Levalle explained that even though the industry is moving toward biometric security, there are still attacks that could breach these types of systems, including physical, presentation and spoofing attacks. The focus of Levalle’s presentation was on fingerprint spoofing attacks. She became interested in this type of attacks after Aerolineas Argentinas airline employees used silicon fingerprints to deceive scanners tracking work attendance.
According to Levalle, a good number of fingerprint scanners available today can be easily tricked with 3D printed molds because they are not analyzing all the unique features in a print. Throughout her research, she used a Anycubic Photon 3D printer that prints to a resolution of 25 microns, getting quite close to human fingerprint ridges, which are between 20 to 60 microns high.

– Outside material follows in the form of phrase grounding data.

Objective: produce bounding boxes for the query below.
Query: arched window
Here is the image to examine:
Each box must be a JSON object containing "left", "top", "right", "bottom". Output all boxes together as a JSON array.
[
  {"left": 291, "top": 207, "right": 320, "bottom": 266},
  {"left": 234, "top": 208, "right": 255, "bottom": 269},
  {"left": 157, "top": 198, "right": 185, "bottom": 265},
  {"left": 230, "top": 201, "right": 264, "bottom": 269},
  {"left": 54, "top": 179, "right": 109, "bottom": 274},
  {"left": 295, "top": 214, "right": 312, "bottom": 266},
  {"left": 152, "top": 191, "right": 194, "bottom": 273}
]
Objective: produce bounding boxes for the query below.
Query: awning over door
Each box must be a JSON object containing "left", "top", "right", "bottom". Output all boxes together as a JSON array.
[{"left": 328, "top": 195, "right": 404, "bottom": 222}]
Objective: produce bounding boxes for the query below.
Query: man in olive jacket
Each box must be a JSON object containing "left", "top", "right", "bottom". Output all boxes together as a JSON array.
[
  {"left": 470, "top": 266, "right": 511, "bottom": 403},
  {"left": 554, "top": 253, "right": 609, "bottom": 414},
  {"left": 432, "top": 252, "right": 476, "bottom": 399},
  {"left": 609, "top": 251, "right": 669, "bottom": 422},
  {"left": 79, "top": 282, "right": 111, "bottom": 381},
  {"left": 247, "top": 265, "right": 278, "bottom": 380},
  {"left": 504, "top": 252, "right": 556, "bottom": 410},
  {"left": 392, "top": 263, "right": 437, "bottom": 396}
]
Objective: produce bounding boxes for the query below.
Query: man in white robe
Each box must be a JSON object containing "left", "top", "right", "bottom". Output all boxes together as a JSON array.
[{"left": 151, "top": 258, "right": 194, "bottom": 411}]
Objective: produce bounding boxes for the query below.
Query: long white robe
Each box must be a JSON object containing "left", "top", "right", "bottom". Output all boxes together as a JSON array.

Levalle used a digital camera with a macro feature to collect latent fingerprints, then she used an open source python tool to improve image quality. The model was then developed based on the image that was uploaded in the 3D modelling tool, TinkerCAD in this case. Levalle said length and width configuration was the most challenging because she did not have access to a digital microscope. Overall, it took her about 10 tries to create a fingerprint that could bypass biometric authentication.
“It’s not easy to duplicate the fingerprint, it takes time and experience, but it can be done,” she said.